Hazle's first husband died from drinking tainted water, just a few months before their first child (my Uncle Bill) was born. She took her newborn baby to Seattle, knowing she would have to find a way to support him by herself and sought out an agency that placed domestic help. The woman who interviewed her was so impressed by her determination, and probably her desperate situation, that she hired her to be her own housekeeper and gave her the key to her home and sent her off to settle herself and her baby directly from the interview. Hazle never forgot this kindness and the trust she was given. My
aunt Clio was named for this kind employer who became Grandma's closest friend. She soon met and then married my grandfather, Ernest. They had four more children, including my father, and endured the Great Depression, eking out a living in Montana and Wyoming, where Grandpa worked as a cowhand, a timber cutter and a deputy U.S. marshal. Eventually they found their way back to Oregon, where I visited them in the summers as a child.
After Grandpa died, Hazle, then in her '70s, married again. We all enjoyed her irrascible and opinionated husband, O.Z., even if he grumbled and complained about the state of the world and "young people". His heart softened the minute Grandma walked into the room. He adored her.
She outlived three husbands. On her 99th birthday she was still talking about finding that big vein of gold somewhere "out there in the Applegate." Over her many years of looking she did find gold.
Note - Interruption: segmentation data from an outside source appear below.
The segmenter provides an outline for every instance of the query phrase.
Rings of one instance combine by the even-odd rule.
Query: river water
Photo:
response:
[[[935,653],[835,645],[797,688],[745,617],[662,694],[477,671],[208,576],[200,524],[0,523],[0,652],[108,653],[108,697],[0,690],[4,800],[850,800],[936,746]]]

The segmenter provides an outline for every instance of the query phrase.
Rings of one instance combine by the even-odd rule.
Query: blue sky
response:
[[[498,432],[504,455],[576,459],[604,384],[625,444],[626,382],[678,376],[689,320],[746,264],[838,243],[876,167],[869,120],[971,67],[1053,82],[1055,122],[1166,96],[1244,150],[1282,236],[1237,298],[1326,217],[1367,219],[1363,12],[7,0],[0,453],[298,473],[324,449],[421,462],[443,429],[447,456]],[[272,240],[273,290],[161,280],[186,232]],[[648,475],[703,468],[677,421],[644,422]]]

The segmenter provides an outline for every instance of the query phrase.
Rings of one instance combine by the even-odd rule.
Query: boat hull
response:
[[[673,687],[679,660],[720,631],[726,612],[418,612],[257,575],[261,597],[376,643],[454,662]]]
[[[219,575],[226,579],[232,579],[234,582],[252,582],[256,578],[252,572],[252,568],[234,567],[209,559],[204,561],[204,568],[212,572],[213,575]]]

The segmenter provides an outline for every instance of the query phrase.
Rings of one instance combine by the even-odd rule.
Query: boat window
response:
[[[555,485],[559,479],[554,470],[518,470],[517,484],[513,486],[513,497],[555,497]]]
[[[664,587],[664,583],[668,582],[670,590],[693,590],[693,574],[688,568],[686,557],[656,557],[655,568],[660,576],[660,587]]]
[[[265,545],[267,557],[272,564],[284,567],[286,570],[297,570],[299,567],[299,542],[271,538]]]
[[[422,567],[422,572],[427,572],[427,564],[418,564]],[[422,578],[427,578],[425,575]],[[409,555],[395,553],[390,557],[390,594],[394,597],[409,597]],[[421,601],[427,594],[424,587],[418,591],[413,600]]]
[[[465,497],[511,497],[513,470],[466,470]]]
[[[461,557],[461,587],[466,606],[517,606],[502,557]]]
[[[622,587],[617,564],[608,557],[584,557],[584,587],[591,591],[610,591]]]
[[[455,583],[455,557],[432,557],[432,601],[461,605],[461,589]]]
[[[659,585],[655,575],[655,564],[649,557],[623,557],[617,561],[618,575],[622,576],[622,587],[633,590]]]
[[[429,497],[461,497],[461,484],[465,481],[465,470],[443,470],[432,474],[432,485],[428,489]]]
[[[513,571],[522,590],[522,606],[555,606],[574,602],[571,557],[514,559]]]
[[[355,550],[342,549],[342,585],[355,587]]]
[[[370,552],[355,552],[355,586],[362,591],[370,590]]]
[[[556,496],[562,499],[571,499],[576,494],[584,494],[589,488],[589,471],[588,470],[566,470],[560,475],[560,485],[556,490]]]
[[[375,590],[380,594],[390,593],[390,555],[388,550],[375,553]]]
She had a small medicine bottle about half full of flakes and tiny nuggets, but she never found the big vein she was looking for. Toward the end, when she was very ill, I arrived at the hospital to visit and she awoke, smiling. She said she had just spent the morning riding horses through the mountains with her Papa. She said she had seen her mother, too, and had cried with happiness to see her again. She died just a couple months short of her 100th birthday and we all hoped she arrived in heaven with her gold pan under her arm. Each of her children and grandchildren and great grandchildren took one or two of the bottles, that lined the windowsills of her house. I also took the green glass bottle stopper, etched by time and probably sand and dust.
On her 100th birthday her family gathered in Ashland where she lived. We had a party and shared our memories and funny Hazle stories (there are many) and took turns taking our pictures sitting on the bench in Lithia Park that we purchased in her memory. If you go to Ashland, you can sit on her bench and watch the swans in the pond. She would like that.